Cuando entré por la puerta del
hospital, un traumatólogo y una enfermera me estaban esperando en una de las
salas de urgencias. Noé se dirigió a la recepción, que estaba al lado de la
sala, para dar mis datos.
–Nombre de la paciente y fecha de nacimiento,
por favor. La recepcionista tecleó mis datos y después de un silencio incómodo
se dirigió a Noé: −Disculpe señor, no nos consta ningún historial con esos
datos, no coinciden nombre y fecha de nacimiento. ¿Sería tan amable de dejarnos
el DNI de ella?
Estábamos como para coger
documentos en casa. Yo ni me acuerdo como entré en la cabina de la ambulancia y
Noé tenía las pulsaciones más altas de lo normal, ni se le pasó por la cabeza
buscar mi bolso y coger la cartera con mi documentación.

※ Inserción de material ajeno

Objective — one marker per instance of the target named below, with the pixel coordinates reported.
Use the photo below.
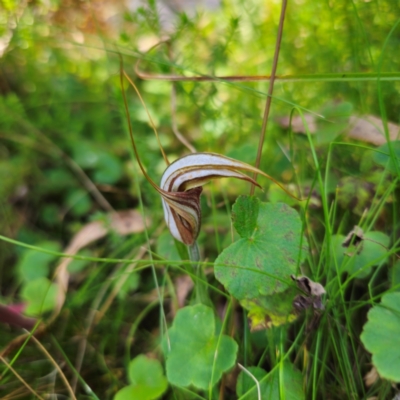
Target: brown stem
(270, 91)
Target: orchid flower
(182, 181)
(181, 187)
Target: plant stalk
(270, 91)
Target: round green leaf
(34, 264)
(266, 255)
(197, 355)
(147, 380)
(40, 295)
(381, 336)
(383, 157)
(246, 388)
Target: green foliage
(65, 157)
(34, 264)
(256, 269)
(147, 380)
(198, 355)
(268, 252)
(284, 377)
(40, 295)
(360, 259)
(381, 336)
(384, 158)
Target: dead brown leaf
(370, 129)
(123, 222)
(366, 128)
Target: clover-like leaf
(261, 261)
(147, 380)
(383, 156)
(381, 336)
(246, 388)
(40, 294)
(198, 356)
(34, 264)
(361, 258)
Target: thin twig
(47, 354)
(20, 378)
(270, 91)
(246, 371)
(178, 135)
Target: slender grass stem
(270, 91)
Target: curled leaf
(312, 296)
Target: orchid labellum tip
(181, 189)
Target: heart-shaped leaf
(246, 388)
(381, 336)
(198, 356)
(147, 380)
(269, 251)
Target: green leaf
(381, 336)
(147, 380)
(385, 159)
(34, 264)
(269, 385)
(78, 201)
(166, 247)
(131, 284)
(109, 169)
(244, 215)
(358, 259)
(396, 276)
(198, 356)
(267, 258)
(40, 294)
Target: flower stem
(201, 280)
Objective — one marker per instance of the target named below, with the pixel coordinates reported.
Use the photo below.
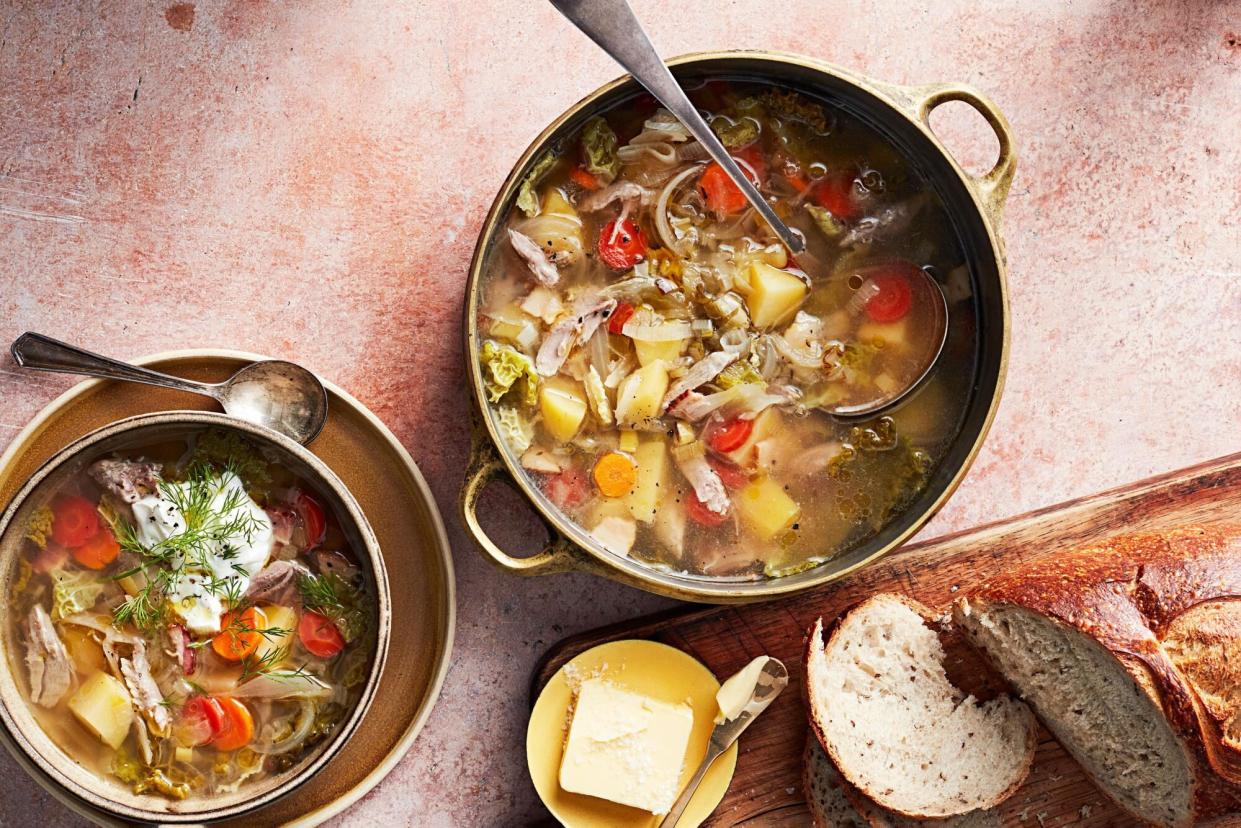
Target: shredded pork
(566, 334)
(46, 659)
(535, 258)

−No se preocupe, voy acceder a
su historial médico. Sus dedos se movieron rápidos por las teclas del ordenador
y al final dijo: −Nos aparece con ese nombre una mujer que ha nacido un año
antes del que usted dice, con este DNI. En la pantalla apareció una fotografía
con mi DNI. Supongo que con tantas pruebas diagnósticas de prevención que había
hecho en mi vida, mi historial no sólo tenía registrada mi tarjeta sanitaria,
sino que también estaba mi carné de identidad. Reafirmándose y casi aliviado
por el hallazgo Noé afirmó: − Sí es ella. En esa imagen aparecía muy claramente
mi fecha de nacimiento. Casi tartamudeando mi marido le dijo: −pero mi mujer
nació en 1959, no en 1958 como pone ahí. Debe ser un error ¿no? –No, señor,
aquí aparece que Mara Lima nació el 7 de mayo de 1958
El traumatólogo me estaba haciendo
muchas preguntas, me sentía tan dolorida que contestaba automáticamente
sollozando cuando apretaba cada una de mis lesiones. A pesar de tanto
trastorno, mis oídos estaban atentos a la conversación que se estaba librando a
un par de metros de mi camilla.
Supuse que algo no iba bien con
mi admisión hospitalaria, yo sabía cuál era el problema y la razón de tantas
dudas sobre mi fecha de nacimiento. Escuché la voz grave de Noé; estaba subida
de tono, incriminando a la enfermera de falsedad documental. Pero no había más
verdad que la que se mostraba en aquella pantalla. No sabía cómo le iba a
explicar a Noé el porqué de quitarme un año y de no decir la verdad todos estos
años que había pasado con él.
Mientras el anestesista me
informaba amablemente de mi cuenta atrás para la sedación, y sin recordar lo
que me dijo que hiciera, yo me atreví a decir: −La edad puede ser variable y
cada uno utiliza esa verdad como le
venga en gana. Después se hizo un negro y ya no recuerdo nada más.